# Outdoor FITA and NFAA 600 rounds



## litegun (Jan 1, 2003)

What is the stabilizer of choice for the windy conditions shooting 40-50-60 yds outdoors and why?
litegun


----------



## I BOW 2 (May 22, 2002)

Was told that the heavier the rig the better! ( of course you must be able to manage the extra weight or it's a moot point!!)
Also some study that showed the sigle rod stabilizer is more "stable" in the wind than multi rod because of creating swirling wind currents?  Best studies show to shoot the best in the wind you should keep an archer that has more "Physical Talent" up wind of you on the line!!! Ken


----------



## dgshooter (Jan 12, 2008)

I've given it some thought and went with the Posten Slim Jim. it has a small diameter to cut down on wind effects and the weight is concentrated at the end.


----------



## AT_X_HUNTER (Aug 10, 2005)

I wish I could give you a good positive answer Jeff. I've shot both, the solid and a 4 rod. Honestly, I think the wind has more affect on you and the bow than the stabilizer. This is where your V-bars may come into play. Like Ken said a heavy stabilizer may help reduce the amount of movement you get. This is something I was wanting to play with this year. Unfortunately I have not had much time to work with side weights yet. I've been working more on arrows recently.


----------



## Frank2126 (May 16, 2008)

*Body movement*



AT_X_HUNTER said:


> I wish I could give you a good positive answer Jeff. I've shot both, the solid and a 4 rod. Honestly, I think the wind has more *affect on you and the bow *than the stabilizer. This is where your V-bars may come into play. Like Ken said a heavy stabilizer may help reduce the amount of movement you get. This is something I was wanting to play with this year. Unfortunately I have not had much time to work with side weights yet. I've been working more on arrows recently.

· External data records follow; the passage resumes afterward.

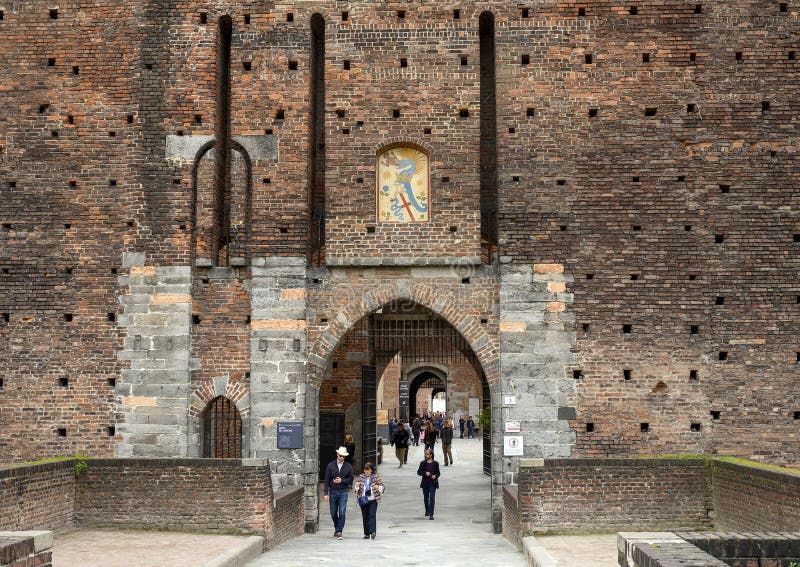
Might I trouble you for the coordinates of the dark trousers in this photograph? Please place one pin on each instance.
(338, 502)
(429, 496)
(446, 449)
(368, 514)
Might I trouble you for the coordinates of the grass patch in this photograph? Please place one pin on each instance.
(756, 464)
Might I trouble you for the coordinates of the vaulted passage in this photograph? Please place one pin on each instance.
(399, 361)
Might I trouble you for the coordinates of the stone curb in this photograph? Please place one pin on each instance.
(240, 555)
(537, 555)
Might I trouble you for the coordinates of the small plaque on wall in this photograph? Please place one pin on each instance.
(290, 435)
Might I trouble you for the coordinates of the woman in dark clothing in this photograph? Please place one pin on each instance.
(351, 448)
(430, 436)
(370, 486)
(429, 471)
(447, 442)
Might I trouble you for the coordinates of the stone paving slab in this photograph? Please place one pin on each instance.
(112, 548)
(582, 550)
(459, 535)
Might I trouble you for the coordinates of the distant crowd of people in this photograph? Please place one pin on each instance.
(340, 477)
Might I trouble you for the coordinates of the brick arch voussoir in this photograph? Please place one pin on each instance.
(444, 306)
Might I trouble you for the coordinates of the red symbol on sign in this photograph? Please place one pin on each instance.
(407, 206)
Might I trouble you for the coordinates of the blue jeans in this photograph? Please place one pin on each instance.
(338, 502)
(429, 496)
(368, 515)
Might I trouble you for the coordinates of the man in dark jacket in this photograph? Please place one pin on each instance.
(429, 471)
(338, 481)
(447, 442)
(401, 442)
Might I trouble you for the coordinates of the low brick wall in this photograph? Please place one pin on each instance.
(208, 495)
(37, 497)
(583, 495)
(26, 549)
(753, 498)
(289, 514)
(511, 522)
(704, 549)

100% agree. I ve tried up doinker elite and quatra flex and their result make no different.


----------



## V.A.S.A (Mar 31, 2009)

*Shot in winds of 45 mph plus....*

Just yesterday I had quite a gathering of shooters to my rig...the question they all asked was.....why are your V bars facing forward >??? why is your stabilizer so damn heavy......

well....I knew the winds were going to blow yesterday...so I set my xforce up to shoot in those high winds....I added shock x mods...and two heavy v bars pointing v forward....and a long....34.5" doinker cartel hybrid stabilizer....this rig held solid all day long....being that I am 6-3 225 lbs...I can hold up this rig that weighs in at over 9 lbs.....and hey..I guess i did ok given the weather...and the one darn five i dropped....I still managed a 3rd place finish among my fellow shooters in the open division. So i would say...set up some different set ups and try em...then when you find what works for you....Shoot it !


----------